1. Wrist HR used to work acceptably well last year. Now if fails to work properly on 100% of runs, for large parts of those runs, producing unreasonably high HR that I can't possibly have. For example, in one of my recent runs it tracked me in the upper part of Z5 for 30 minutes, all while I was running easily downhill breathing mostly through my nose.

2. The abnormally high HR from the wrist sensor makes my watch "autodetect" the new maximum HR, which is absolutely unreachable for me. I am 52 years old. Believe me, I don't have the max HR of 186, especially not the one that was detected on a very easy run.

3. The new max HR results in auto-adjusting my HR zones even though the zones are based on LTHR%. If it is based on LTHR% that means it must not change unless the new LTHR is detected! What's the point of having it LTHR based then?

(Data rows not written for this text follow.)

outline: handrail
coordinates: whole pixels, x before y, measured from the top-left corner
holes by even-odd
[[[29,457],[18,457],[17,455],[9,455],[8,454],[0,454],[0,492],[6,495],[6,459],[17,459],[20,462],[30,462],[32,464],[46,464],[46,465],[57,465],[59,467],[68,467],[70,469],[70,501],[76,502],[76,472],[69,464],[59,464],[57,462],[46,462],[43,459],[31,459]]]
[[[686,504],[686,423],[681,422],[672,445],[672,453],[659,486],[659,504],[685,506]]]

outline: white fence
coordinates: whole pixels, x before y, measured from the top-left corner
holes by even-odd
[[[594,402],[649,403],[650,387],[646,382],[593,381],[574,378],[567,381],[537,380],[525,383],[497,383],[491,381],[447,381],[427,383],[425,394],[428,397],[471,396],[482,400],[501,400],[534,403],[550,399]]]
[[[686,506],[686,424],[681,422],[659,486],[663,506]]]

Here is how I found my LTHR% zones auto-adjusted by the watch:

Based On: %LTHR

Z5: 105%-114%

Z4: 99%-104%

Z3: 93%-98%

Z2: 83%-92%

Z1: 67%-82%

Isn't that ridiculous?

Furthermore, I I clearly remember configuring my watch to not auto-detect the max HR, but it seems that has been ignored in the last update.

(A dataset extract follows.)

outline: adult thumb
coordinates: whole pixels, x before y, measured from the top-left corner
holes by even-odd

According to https://www.garmin.com/en-US/garmin-technology/health-science/heart-rate-monitoring/:

Compatible Garmin devices can automatically update your maximum heart rate using your performance data. If a heart rate higher than your currently set maximum is identified and passes a reliability threshold, your personal maximum heart rate is updated on the device or in the Garmin Connect app.

This feature can be turned on or off in the Physiological Metrics -> Auto Detection menu of the device.

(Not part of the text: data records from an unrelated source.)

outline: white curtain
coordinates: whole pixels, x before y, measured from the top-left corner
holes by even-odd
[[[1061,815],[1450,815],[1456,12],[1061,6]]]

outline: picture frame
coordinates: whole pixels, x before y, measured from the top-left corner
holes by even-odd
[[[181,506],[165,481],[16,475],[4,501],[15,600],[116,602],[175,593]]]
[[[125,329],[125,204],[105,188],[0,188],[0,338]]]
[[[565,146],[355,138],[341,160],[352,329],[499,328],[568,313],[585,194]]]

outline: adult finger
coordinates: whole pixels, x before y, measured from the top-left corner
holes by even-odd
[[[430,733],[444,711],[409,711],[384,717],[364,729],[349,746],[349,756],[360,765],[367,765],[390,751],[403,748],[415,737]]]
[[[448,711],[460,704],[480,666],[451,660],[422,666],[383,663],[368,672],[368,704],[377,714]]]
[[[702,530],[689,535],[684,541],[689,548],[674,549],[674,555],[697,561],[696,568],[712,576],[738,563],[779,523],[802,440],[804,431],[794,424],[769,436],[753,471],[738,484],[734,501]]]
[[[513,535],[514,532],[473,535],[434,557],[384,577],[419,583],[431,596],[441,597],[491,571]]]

Guess what, there is no longer Physiological Metrics menu in my watch after the last update, and no Auto Detection menu that I can find. It seems Garmin has decided that it should simply be turned on by default for everyone.

And someone please tell Garmin engineers that there shouldn't be a 1% gap between zones. Zones are supposed to be continuous. 

4. Unrealistically high HR results in negatively affecting secondary metrics like Performance Condition, Training Load, Recovery Time, VO2 max. Bad data in - bad data out.

5. Sleep tracking is completely ruined too because my Garmin now thinks that I sleep when I work at computer. And it replaces my night sleep with this short fake daytime sleep. I don't really care about the sleep tracking, but that destroys other training and recovery metrics such as Training Readiness. What's the point in Training Readiness if all the raw data is useless.

Again, all of those things used to work quite well until Garmin has "improved" them. Has Garmin heard about beta testers? Not throwing half baked beta builds at users hoping that users would catch bugs but real dedicated beta testers who deliberately look for bugs. Also even when users report bugs in the beta software, it seems that Garmin just shrugs and releases the half baked updates regardless!

  • This isn't a medical device it is a niche of technology that is still not mature. You think Garmin is the only manufacturer with bugs? Go visit the Apple Watch communities.

    Pay the piper or go back to a regular watch and work out without a Garmin.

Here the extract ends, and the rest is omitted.